YELLOWSTONE NATIONAL PARK

The National Park Service’s Centennial Challenge recently awarded Yellowstone National Park $1 million for two significant partnership projects. The appropriation was matched with money from the Yellowstone Park Foundation, the park’s partner fundraising organization.

An appropriation of $500,000 in Centennial Challenge funds will go directly to the Gardiner Gateway Project, adding to nearly $16 million already allocated to the project through YPF, local partners and additional federal and state funding sources. The project will restore and enhance the North Entrance in Gardiner, the park’s only year-round entrance, which includes the park’s iconic Roosevelt Arch. The project will improve the road, parking, walkways, signage and pedestrian areas to meet modern road and accessibility standards.

The second Centennial Challenge project will help preserve the native Yellowstone cutthroat trout and rehabilitate the natural function of the ecosystem. The $500,000 appropriation will be added to YPF’s $1 million annual commitment to the fish-restoration project.

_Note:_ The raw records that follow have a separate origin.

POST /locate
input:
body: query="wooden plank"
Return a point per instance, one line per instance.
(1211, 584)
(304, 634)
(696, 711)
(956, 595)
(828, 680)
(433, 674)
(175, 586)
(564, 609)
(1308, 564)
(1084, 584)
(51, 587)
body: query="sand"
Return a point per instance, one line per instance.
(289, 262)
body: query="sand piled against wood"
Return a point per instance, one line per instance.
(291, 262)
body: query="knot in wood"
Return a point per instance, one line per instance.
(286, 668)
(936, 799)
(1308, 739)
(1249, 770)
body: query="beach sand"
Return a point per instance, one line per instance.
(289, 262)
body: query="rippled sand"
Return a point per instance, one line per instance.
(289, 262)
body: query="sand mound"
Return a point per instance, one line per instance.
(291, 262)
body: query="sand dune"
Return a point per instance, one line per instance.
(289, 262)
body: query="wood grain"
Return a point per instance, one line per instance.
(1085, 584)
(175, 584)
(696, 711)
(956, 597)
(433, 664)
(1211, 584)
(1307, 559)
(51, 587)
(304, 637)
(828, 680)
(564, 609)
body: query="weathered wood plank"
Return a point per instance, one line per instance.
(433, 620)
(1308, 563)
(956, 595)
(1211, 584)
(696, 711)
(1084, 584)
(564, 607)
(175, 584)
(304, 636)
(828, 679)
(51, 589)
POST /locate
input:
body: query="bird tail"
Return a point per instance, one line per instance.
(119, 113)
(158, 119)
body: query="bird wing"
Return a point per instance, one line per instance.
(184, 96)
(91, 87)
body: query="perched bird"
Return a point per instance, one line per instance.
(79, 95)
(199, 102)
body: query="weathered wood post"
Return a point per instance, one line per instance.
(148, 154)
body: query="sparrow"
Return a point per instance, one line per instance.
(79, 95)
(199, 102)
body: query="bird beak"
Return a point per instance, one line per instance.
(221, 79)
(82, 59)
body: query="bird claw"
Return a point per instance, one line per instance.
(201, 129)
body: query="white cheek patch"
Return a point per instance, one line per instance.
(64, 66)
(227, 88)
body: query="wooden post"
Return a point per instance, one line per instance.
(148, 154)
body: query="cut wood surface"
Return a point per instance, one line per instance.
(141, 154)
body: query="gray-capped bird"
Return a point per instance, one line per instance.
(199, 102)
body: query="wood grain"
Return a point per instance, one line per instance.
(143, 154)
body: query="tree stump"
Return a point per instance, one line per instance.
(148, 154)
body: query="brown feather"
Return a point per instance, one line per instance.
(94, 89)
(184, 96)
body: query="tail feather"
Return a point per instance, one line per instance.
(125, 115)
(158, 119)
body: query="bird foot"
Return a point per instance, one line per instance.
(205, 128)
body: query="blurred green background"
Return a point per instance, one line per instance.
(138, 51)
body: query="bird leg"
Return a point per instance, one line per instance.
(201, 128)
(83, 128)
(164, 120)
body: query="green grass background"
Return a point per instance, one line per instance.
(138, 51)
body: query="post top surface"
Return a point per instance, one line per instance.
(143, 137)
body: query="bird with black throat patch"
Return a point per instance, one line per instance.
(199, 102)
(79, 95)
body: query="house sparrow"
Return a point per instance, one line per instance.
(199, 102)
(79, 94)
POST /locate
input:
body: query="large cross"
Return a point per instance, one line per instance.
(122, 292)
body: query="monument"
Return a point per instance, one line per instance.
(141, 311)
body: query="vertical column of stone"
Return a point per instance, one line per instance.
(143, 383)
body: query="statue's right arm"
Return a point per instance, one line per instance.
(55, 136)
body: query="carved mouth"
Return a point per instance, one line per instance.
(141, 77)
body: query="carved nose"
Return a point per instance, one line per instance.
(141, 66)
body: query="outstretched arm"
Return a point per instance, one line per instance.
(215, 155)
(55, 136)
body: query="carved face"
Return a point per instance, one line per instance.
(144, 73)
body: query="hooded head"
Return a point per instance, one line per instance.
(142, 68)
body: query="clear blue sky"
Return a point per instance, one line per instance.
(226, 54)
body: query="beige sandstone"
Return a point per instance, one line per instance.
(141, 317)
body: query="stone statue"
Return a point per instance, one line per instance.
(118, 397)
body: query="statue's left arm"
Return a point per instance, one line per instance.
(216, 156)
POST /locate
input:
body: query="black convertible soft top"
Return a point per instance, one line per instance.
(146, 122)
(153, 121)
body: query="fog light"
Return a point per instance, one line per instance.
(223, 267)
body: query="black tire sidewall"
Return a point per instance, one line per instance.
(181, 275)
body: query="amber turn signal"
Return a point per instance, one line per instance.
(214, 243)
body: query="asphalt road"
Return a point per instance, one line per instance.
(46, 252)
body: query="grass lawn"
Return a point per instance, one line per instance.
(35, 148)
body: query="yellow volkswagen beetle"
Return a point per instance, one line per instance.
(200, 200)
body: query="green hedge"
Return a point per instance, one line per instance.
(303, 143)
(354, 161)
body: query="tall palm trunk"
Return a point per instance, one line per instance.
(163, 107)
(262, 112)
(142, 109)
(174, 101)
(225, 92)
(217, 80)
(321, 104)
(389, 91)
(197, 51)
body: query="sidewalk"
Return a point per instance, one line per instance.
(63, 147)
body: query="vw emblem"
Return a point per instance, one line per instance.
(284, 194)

Native cutthroat trout are thought to be among the most ecologically important fish in the Greater Yellowstone Ecosystem. Several factors – non-native species and disease among them – are threatening the persistence of these fish. Since 1994, ongoing efforts to restore habitat and reduce the numbers of non-native species are proving successful. The prevalence of both healthy adult and juvenile cutthroat trout in the park have increased for the past two years, while the numbers of non-native species are showing a decline.

“We are very gratified that our support has contributed to the progress that the park is making to restore the Yellowstone cutthroat trout, an essential species that plays such a vital role in Yellowstone Lake’s ecosystem,” said Yellowstone Park Foundation President Karen Bates Kress. “Our many individual, corporate, and foundation donors have helped make it happen.”

Yellowstone Superintendent Dan Wenk said YPF’s financial support of the park is making a big difference.

“The Yellowstone Park Foundation is raising private funds to match federal appropriations for projects, which greatly increases the investments we can make to improve the facilities and programs in Yellowstone,” Wenk said.

Nationwide, 106 projects in more than 100 parks in 31 states and the District of Columbia were funded with a $10 million Congressional appropriation for the Centennial Challenge. That money was matched with $15.9 million from more than 90 partner organizations.

More than 20,000 NPS employees care for 407 national parks in the U.S., and work with communities across the nation to help preserve local history and create close-to-home recreational opportunities.

The Yellowstone Park Foundation has more than 20,000 individuals, corporations and foundations that donate to YPF each year, and has served as Yellowstone’s official fundraising partner since 1996. YPF has raised more than $85 million, and funded more than 300 important projects and initiatives since its inception including wildlife research, cutthroat trout restoration, trail maintenance and youth education.